How to get to camp in Shasta Lake

Camping in Shastas Lake, a popular summer spot in California’s Big Sur, is still a hot topic in the media these days.

For those who can’t make it to the lake, a quick way to get there is by car or boat.

Here’s what you need to know to get from the shoreline to the camping areas: 1.

The Lake Camping Area (LCA) is on the mainland of the Lake County.

It is not in a hotel.

It’s on land that is the property of the State of California, and the land is private.

You can camp in the LCA by using your own tent and you can rent it for $1,200 a night.

There are no water, toilets, or showers.

The LCA is on land owned by the State, and it is also in the hands of the County.

The land is leased for approximately 20 years.

2.

Camping is prohibited in the Lake Campground.

The lake is off-limits to camping.

The campground has been designated as a non-camping area by the county and has a $5 fee per vehicle entry fee.

3.

The county prohibits campfires, campfires are allowed in designated fire rings, but campfires must be in designated campsites, not camping areas.

A campsite is defined as a place where people can get out of vehicles and spend the night.

If you’re camping in the campground, be sure to have a fire lit before you camp.

If there is a fire, you must put a fire out or you risk losing your spot.

The fee for setting a fire is $10.

You may not camp in a campsite if the fire is being lit or if the campfire is a nuisance.

The County’s website says: Campfires are prohibited in designated camp sites and fire rings.

The State of CA also prohibits campfire activity on county lands.

There is no fee for campfire activities.

The fire is lit in a designated fire ring at least 24 hours before a camping or fire season begins.
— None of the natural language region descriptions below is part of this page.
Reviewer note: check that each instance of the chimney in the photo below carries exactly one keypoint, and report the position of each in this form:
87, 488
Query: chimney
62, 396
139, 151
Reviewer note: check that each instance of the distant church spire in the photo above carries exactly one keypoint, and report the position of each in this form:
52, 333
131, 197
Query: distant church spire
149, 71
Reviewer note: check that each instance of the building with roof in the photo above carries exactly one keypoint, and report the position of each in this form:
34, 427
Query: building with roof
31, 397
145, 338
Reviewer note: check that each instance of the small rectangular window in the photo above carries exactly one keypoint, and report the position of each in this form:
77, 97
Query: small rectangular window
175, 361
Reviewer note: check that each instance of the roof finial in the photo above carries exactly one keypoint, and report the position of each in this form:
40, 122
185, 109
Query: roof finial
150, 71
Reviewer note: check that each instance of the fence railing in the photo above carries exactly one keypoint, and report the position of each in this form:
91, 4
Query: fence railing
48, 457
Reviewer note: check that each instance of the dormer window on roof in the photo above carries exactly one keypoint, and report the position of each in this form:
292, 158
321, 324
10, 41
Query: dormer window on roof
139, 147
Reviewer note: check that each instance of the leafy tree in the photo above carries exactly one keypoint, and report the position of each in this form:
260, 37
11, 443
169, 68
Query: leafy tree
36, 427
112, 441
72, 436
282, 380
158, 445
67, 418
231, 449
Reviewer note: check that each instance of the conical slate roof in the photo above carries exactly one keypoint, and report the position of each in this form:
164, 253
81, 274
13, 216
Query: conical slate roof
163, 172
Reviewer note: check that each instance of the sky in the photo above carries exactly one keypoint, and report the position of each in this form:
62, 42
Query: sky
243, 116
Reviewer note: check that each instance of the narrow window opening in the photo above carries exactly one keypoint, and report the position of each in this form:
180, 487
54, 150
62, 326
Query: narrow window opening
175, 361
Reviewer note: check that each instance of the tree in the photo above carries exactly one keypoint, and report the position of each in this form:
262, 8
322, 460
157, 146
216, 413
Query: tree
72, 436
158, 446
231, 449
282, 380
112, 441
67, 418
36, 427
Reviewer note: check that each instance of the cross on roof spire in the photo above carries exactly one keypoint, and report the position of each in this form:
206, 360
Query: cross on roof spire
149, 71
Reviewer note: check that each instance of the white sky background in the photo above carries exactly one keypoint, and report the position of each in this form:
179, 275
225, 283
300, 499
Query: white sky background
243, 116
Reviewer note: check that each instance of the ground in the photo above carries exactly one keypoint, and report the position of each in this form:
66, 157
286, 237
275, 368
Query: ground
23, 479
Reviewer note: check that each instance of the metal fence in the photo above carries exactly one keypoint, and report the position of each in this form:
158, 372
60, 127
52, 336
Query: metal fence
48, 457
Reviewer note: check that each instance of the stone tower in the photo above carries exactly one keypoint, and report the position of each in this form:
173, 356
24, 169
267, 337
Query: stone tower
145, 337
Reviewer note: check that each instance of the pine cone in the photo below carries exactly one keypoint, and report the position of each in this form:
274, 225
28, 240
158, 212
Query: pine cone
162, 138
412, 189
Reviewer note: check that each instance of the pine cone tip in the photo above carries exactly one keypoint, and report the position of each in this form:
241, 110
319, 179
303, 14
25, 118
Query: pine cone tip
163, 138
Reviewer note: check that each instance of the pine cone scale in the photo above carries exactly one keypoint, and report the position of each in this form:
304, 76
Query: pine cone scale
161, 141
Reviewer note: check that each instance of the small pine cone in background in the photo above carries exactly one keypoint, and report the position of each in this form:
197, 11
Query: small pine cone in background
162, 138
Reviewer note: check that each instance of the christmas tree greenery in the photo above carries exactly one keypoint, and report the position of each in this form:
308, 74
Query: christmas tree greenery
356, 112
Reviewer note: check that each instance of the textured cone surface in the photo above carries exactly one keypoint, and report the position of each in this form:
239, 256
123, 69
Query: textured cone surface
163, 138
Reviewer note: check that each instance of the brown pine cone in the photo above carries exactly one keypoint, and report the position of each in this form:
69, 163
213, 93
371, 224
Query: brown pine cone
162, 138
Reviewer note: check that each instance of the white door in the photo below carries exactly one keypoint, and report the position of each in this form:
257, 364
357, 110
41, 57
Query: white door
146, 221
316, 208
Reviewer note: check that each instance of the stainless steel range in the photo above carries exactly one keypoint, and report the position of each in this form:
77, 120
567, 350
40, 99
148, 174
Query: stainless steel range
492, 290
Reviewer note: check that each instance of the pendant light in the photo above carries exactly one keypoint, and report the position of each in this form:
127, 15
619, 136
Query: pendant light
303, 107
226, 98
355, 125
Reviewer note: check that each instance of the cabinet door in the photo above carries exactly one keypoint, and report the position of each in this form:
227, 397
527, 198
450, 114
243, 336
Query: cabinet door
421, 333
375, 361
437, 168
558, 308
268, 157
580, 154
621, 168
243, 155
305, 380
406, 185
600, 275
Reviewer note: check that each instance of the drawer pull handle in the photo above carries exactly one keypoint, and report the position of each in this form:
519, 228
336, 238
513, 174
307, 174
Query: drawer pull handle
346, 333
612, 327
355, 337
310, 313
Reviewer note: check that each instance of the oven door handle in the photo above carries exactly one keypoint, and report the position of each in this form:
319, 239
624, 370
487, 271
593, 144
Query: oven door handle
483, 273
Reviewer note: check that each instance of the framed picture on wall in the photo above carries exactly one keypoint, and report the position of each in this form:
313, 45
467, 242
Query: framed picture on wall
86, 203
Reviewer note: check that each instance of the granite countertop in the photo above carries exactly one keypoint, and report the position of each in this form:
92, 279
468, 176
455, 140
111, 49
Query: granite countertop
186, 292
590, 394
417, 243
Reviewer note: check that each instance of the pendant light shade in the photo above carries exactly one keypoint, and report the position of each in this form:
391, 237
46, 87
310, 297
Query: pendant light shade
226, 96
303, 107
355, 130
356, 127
A fire ring includes one or more campsites designated as camping areas or designated fire pits.

The fees to camp at these campsites and pits are set by the County of Shasta, which also owns the lands.

The campsites are open to camping and can be used by up to 15 people.

4.

The camping area is a closed structure, so no dogs are allowed.

The park is a designated wildlife area, which means that wildlife cannot be in the area.

However, animals can be in areas where they have been observed and photographed.

In some areas, wildlife is allowed in areas that have been designated for recreation, such as picnic areas, hiking trails, and playgrounds.

The area is open to the public.

If the county wants to build a campground on the lake or other lake property, the county must first obtain a permit from the State.

The permit is required for any development on the land.

The permits are usually for 30 days and can range from $20 to $500.

The counties website says that camping is allowed during the peak of the summer season, but the campgrounds are open all year long.

5.

There’s no water and there are no toilets.

Campers can park in the lake but the water is available to them for free.

There will be no showers, toilets or showers in the camping area.

6.

There has been a fire in the Campground for the past three years.

The Fire Service has closed the camp ground due to a fire that broke out in the fire ring on the Lakeland side of the lake in August 2015.

The cause of the fire was determined to be the improper burning of a brush brush pile by a camp fire.

No injuries or damages were reported.

7.

The Campground is on private land.

You will need to pay $2 per person per night for your lodging and other camping supplies.

There may be water available, but it is not provided.

8.

There have been reports of campers stealing camping gear.

You should report any suspicious activity to the Campgrounds Emergency Services Department.

9.

There were several reports of trespassers camping in Campsites designated campsite in the past year.

These campgrounds have been closed to new campers.

They were located at Campsites 9 and 11 and at Campsite 1.

These campsites were designated by the fire service for recreation use, but were not designated as campgrounds by the California State Parks.

10.

Campsites 1 and 4 were closed in early September 2018 due to the wildfires.

There was one reported fire at Camp Site 1 in early 2018.

There also was one fire at the Campsite 4 in September 2018.

Campsite 3 was closed in September 2017 and closed again in January 2018 due the fires in the other campgrounds.

11.

Camp Site 3 was the only Campsite open in 2018.